Declaring BASH. Array of strings in a a script

Question

I'm writing a small script to test my regex understanding of comparison operator "=~". I thought that my syntax was alright but I keep getting:

3: Syntax error: "(" unexpected

this is my small script link to this syntax error :

#!/bin/bash

inputsArr=("ab" "67" "7b7" "g" "67777" "07x7g7" "77777" "7777" "")

for input in ${inputsArr[@]}; do
  if [[ "$1" =~ "$input" ]]; then
    echo "$?"
fi
done

I try to compare in a loop with an array some "strings" against my arg1 or "$1"

Answer 1

I just reach my goal with this !

#!/bin/bash

inputsArr=("ab" "67" "7b7" "g" "67777" "07x7g7" "77777" "7777" "")

for input in ${inputsArr[@]}; do [[ "$input" =~ $1 ]]; echo "$?" ; done 

I would like to say thanks you to every person that give me some tips on this basic BASH script problem.

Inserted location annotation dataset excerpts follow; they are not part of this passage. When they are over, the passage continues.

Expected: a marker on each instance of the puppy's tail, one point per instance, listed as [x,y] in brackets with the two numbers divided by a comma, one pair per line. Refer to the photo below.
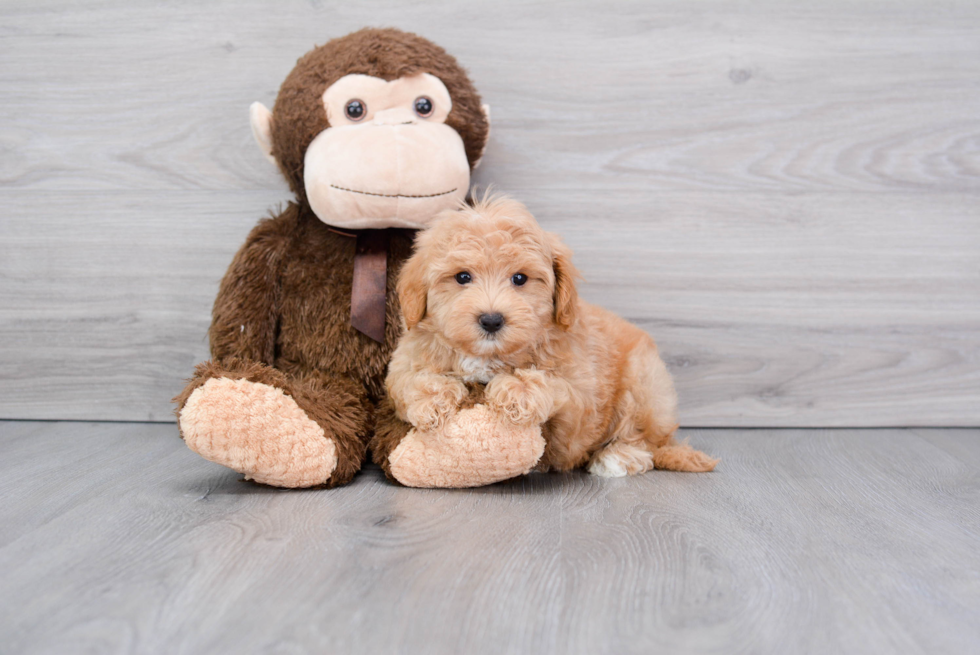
[674,456]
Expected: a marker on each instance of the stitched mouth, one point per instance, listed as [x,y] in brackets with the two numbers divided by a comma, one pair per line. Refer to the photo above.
[393,195]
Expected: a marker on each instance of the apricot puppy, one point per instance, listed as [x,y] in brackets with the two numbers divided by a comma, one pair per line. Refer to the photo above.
[488,297]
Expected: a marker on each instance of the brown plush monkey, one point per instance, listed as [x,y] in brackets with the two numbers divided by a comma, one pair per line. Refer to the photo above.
[376,132]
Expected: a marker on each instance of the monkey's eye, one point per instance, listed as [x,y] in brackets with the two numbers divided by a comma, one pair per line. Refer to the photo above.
[355,110]
[423,106]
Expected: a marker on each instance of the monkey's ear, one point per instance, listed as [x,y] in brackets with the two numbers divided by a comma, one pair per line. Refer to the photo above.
[486,113]
[412,291]
[566,295]
[261,119]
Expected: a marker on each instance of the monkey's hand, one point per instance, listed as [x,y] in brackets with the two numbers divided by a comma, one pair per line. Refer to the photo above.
[430,399]
[527,397]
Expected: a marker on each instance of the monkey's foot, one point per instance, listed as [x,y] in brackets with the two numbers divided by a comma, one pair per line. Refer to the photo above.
[474,448]
[259,431]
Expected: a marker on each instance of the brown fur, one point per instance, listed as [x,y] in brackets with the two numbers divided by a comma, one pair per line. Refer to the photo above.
[282,314]
[298,115]
[593,379]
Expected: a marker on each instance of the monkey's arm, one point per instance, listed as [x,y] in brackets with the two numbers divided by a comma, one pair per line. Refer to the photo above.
[245,316]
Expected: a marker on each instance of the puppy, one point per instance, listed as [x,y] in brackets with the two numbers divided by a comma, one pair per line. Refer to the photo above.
[488,298]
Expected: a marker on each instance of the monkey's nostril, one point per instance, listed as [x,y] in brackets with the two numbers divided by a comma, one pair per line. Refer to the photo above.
[491,322]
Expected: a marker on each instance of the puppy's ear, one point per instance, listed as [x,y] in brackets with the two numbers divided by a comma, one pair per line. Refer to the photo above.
[412,290]
[566,296]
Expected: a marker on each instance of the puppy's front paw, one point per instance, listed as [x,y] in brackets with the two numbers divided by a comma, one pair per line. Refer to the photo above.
[435,406]
[524,398]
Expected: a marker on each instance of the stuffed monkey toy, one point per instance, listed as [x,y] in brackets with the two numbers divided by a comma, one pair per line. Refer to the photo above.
[376,132]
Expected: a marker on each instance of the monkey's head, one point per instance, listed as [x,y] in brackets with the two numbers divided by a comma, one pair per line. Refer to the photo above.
[379,128]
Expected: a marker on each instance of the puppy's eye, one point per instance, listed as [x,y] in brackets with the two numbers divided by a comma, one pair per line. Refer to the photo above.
[355,109]
[423,106]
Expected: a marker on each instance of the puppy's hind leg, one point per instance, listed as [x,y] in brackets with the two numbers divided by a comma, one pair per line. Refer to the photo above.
[626,453]
[646,420]
[657,402]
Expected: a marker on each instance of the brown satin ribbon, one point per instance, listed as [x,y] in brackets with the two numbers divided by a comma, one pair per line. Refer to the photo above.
[367,301]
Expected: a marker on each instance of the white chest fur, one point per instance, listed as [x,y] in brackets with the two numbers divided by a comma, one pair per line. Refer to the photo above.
[478,369]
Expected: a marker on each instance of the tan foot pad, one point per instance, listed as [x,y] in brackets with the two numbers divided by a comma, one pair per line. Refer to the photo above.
[476,448]
[259,431]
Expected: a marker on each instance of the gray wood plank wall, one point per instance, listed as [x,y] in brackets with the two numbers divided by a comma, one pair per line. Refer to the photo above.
[784,194]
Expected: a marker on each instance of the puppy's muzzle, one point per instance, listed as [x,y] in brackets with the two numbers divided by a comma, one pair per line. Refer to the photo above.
[491,322]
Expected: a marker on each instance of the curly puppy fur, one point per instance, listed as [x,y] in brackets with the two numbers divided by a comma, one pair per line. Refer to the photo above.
[594,380]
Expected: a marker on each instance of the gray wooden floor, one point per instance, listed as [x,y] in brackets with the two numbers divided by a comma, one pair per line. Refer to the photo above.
[786,195]
[115,538]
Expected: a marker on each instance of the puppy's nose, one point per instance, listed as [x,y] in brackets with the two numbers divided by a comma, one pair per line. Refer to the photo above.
[491,322]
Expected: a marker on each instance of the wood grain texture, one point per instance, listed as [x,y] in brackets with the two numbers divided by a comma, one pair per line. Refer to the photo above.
[784,196]
[116,538]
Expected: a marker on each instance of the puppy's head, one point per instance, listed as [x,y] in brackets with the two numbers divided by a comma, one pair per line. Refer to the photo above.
[489,280]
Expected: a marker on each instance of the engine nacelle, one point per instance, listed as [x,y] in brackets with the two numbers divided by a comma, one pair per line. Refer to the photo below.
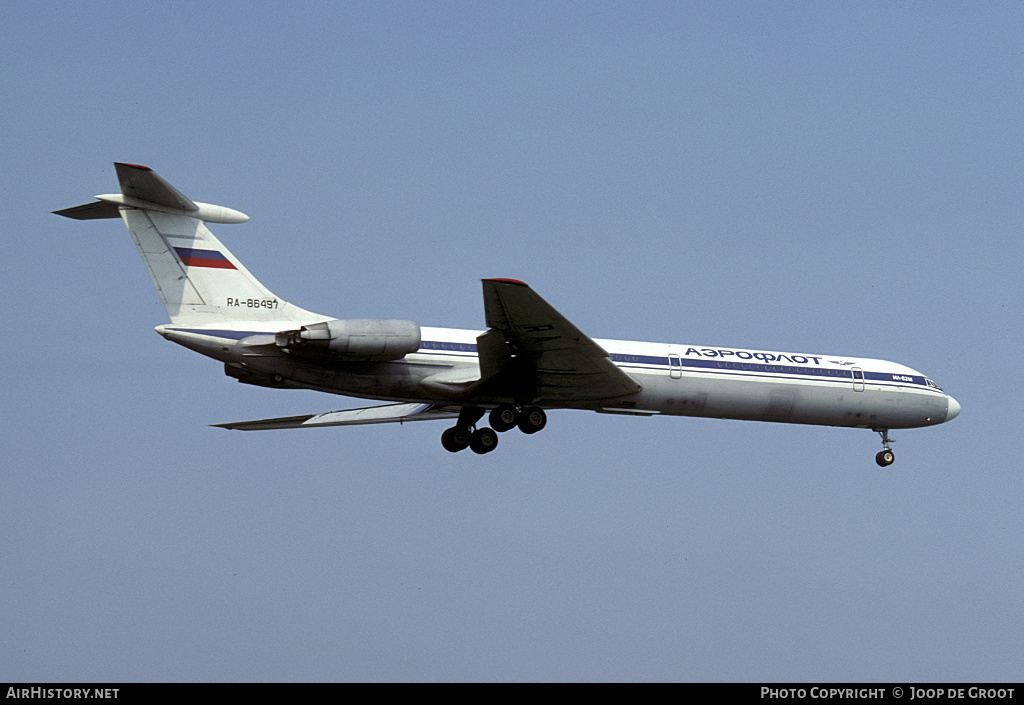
[354,338]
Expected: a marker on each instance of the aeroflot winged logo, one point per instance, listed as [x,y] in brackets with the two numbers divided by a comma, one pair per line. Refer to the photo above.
[529,360]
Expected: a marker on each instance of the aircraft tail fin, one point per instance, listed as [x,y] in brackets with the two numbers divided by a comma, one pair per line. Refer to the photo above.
[198,279]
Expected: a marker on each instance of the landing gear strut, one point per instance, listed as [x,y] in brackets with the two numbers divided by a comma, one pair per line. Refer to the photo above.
[886,457]
[506,417]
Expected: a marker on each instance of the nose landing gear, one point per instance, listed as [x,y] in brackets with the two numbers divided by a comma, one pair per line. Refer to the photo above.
[886,457]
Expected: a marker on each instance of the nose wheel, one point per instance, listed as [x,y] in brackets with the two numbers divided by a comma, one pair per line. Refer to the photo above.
[886,457]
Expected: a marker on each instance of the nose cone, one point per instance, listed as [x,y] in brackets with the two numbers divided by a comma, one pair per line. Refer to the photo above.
[953,410]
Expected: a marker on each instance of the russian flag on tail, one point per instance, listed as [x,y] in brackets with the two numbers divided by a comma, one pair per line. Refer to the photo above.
[209,258]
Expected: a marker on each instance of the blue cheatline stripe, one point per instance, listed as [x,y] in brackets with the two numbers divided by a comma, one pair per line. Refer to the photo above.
[636,361]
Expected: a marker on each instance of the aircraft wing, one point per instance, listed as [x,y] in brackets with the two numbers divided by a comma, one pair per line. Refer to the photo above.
[552,358]
[390,413]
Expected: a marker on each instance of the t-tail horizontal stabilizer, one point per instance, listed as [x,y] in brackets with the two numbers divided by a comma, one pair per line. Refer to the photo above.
[143,189]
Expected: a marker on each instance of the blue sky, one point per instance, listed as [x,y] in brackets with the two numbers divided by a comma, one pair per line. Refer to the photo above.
[825,177]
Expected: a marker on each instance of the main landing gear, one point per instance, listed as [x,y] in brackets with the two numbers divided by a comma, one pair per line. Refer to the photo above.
[506,417]
[886,457]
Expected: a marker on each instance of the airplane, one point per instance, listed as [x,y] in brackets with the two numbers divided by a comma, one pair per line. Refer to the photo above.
[529,360]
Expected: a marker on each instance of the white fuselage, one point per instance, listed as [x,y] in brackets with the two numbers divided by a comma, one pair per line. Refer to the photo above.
[680,380]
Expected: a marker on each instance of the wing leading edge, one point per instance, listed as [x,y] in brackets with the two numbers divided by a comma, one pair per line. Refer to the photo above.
[390,413]
[553,359]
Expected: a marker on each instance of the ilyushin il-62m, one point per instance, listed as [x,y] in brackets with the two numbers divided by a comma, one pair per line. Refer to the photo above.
[530,358]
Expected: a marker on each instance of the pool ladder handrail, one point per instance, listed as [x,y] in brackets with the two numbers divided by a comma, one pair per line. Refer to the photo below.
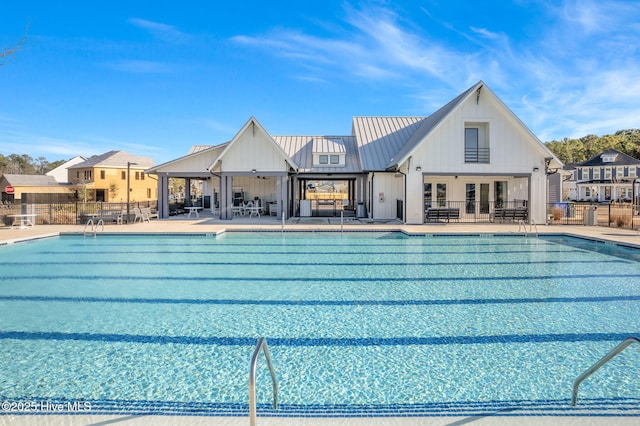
[615,351]
[261,346]
[94,227]
[532,224]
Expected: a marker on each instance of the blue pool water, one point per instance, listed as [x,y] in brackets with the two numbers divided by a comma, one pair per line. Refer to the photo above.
[357,324]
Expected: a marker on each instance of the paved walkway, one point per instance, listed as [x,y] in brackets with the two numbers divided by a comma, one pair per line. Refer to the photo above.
[204,224]
[213,225]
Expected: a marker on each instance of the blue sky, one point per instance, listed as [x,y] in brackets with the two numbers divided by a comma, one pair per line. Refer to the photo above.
[154,78]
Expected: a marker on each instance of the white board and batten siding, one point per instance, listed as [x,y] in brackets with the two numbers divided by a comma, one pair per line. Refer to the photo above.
[514,151]
[387,188]
[253,151]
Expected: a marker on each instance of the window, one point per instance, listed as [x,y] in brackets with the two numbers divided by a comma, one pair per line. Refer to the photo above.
[476,143]
[428,193]
[500,194]
[471,198]
[441,194]
[484,198]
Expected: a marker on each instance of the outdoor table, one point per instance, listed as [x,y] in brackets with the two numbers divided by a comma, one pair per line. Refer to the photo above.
[25,220]
[193,210]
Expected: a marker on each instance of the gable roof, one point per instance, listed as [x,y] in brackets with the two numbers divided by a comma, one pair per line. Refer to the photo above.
[621,159]
[428,124]
[301,149]
[380,138]
[252,121]
[195,151]
[30,180]
[117,159]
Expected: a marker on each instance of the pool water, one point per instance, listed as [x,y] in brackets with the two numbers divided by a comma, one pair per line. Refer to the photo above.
[357,323]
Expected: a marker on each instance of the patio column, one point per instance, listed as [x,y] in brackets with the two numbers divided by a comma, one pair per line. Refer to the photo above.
[226,197]
[163,196]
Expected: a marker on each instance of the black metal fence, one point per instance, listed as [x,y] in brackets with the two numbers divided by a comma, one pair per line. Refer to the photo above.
[62,210]
[619,215]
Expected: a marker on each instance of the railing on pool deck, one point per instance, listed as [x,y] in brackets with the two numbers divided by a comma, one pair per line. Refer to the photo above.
[262,345]
[615,351]
[523,225]
[93,230]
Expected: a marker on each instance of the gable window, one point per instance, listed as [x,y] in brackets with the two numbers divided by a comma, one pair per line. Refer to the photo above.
[428,193]
[441,194]
[476,143]
[329,151]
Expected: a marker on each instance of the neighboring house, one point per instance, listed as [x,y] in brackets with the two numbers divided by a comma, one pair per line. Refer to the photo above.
[609,176]
[569,187]
[106,178]
[60,173]
[30,184]
[473,156]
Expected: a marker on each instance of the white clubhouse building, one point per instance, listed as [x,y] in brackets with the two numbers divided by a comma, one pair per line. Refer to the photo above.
[472,160]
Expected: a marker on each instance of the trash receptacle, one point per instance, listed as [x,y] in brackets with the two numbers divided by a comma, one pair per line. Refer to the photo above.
[590,216]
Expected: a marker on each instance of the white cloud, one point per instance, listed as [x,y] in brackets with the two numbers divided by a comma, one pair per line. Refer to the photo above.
[578,75]
[163,32]
[141,67]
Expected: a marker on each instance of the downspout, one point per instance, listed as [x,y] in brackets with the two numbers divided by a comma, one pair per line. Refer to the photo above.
[371,196]
[404,200]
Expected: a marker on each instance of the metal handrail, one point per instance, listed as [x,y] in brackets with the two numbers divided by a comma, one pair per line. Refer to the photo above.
[615,351]
[262,345]
[94,227]
[522,225]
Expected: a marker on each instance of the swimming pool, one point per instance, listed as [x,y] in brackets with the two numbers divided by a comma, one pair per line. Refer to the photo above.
[357,324]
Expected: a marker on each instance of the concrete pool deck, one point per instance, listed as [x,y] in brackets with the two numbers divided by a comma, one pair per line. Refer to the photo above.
[213,225]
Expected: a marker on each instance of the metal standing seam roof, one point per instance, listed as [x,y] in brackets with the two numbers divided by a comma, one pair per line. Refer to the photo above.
[115,159]
[427,125]
[301,148]
[380,138]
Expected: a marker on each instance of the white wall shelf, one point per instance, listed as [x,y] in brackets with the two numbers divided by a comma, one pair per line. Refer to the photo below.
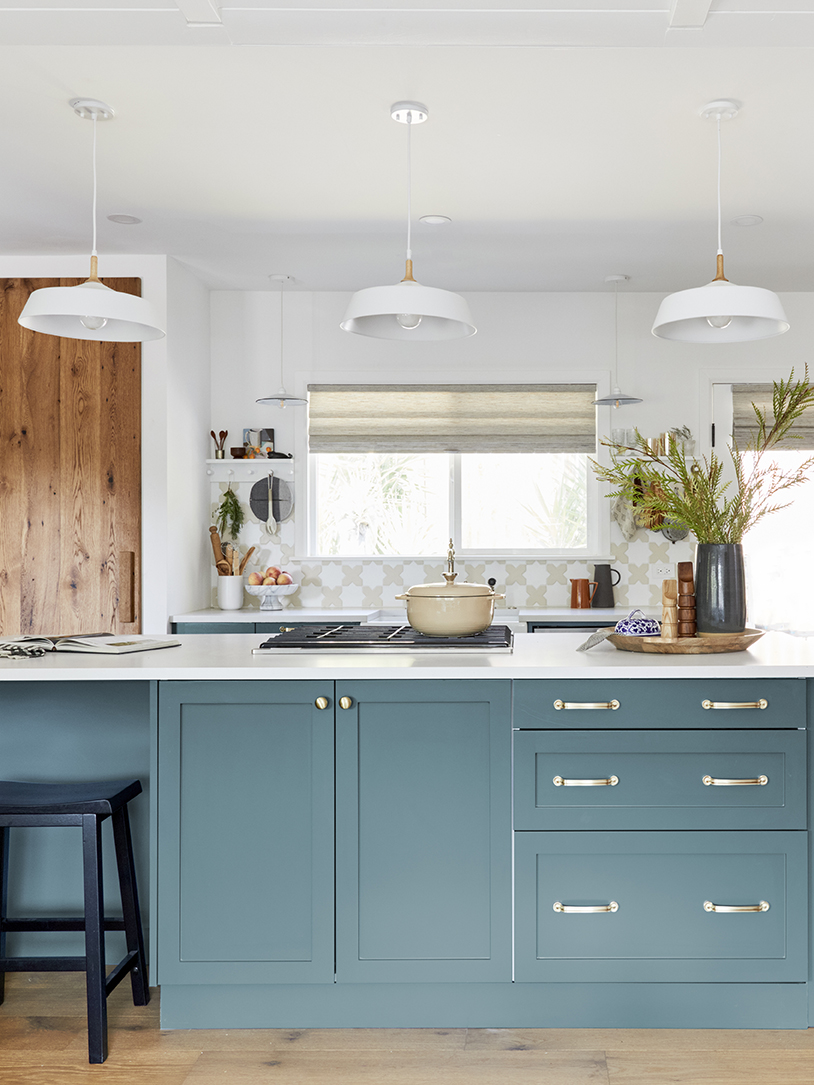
[245,470]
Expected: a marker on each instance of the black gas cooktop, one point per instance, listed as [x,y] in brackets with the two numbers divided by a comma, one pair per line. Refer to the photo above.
[388,638]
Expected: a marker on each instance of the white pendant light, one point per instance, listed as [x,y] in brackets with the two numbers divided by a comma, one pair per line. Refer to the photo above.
[721,311]
[617,398]
[91,310]
[282,398]
[407,310]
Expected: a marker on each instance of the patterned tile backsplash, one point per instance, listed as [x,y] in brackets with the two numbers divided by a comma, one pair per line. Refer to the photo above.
[377,582]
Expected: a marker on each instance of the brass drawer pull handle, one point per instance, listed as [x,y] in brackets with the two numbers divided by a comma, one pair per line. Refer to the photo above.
[559,705]
[763,703]
[759,781]
[709,906]
[609,781]
[573,909]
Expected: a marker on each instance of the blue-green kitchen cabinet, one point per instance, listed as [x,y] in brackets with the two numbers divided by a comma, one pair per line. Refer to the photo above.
[245,841]
[246,838]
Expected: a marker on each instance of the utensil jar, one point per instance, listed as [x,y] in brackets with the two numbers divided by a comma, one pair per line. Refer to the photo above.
[230,592]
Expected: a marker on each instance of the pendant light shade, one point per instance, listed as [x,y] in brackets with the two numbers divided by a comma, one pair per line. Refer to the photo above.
[91,310]
[721,311]
[407,310]
[73,311]
[376,311]
[282,398]
[690,316]
[617,398]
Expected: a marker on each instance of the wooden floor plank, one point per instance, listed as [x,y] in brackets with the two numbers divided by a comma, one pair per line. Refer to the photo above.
[647,1039]
[352,1068]
[711,1068]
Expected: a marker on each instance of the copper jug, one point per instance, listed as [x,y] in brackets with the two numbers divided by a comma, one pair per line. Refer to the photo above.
[581,594]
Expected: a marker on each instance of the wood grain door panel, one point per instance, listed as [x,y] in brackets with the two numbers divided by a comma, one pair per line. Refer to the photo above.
[70,476]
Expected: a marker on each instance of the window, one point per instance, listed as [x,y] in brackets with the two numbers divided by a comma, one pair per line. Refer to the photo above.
[779,546]
[384,481]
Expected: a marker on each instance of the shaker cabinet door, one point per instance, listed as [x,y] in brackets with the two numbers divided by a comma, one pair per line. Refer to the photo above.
[423,831]
[245,838]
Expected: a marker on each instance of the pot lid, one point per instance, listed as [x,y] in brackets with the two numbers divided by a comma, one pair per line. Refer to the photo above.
[449,589]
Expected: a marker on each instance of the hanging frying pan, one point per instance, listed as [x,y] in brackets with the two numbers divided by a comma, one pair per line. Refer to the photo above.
[282,499]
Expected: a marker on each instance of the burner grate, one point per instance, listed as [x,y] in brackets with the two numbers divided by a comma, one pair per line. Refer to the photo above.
[386,637]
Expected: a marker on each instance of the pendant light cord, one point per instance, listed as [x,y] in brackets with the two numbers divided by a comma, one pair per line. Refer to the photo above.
[615,335]
[282,383]
[409,187]
[93,254]
[720,250]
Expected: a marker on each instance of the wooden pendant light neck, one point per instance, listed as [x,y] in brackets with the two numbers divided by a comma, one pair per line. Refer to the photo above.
[720,277]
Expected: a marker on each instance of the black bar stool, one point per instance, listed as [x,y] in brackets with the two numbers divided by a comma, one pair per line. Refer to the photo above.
[86,805]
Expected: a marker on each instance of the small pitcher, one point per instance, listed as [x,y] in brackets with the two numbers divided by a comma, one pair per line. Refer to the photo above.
[581,592]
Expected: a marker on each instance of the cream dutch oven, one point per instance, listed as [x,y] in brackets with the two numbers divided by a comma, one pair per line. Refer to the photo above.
[450,609]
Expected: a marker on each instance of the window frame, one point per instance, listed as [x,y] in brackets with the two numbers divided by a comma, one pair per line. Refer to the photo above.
[597,547]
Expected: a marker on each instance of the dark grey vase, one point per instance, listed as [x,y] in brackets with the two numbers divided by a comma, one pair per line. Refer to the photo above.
[720,587]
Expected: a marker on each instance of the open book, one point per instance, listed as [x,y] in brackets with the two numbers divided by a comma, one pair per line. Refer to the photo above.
[98,642]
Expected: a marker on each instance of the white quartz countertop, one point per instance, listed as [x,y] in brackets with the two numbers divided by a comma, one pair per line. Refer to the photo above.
[213,656]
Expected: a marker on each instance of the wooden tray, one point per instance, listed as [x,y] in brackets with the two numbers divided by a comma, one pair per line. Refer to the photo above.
[702,643]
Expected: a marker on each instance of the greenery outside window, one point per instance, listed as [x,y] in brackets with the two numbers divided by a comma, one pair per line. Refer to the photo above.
[385,481]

Without you I would certainly not reach my goal by my own way and it is beautiful to see this cooperation in action.

Answer 2

The code works in bash, you just need to run it in the right shell, you can do the following:

  bash ./script.sh g

Also type ps -p $$ (not echo $SHELL) to see what shell you are currently in:

Examples:

# ps -p $$
    PID TTY          TIME CMD
  25583 pts/0    00:00:00 sh
# exit
# ps -p $$
    PID TTY          TIME CMD
  22538 pts/0    00:00:00 bash

• $SHELL is to tell you what the current user has but you can change on the fly so that is why the other command is more useful.
• Borne shell (sh) does not play as nicely with arrays. You have to use eval.
• change your default shell to bash. Ref: https://www.tecmint.com/change-a-users-default-shell-in-linux/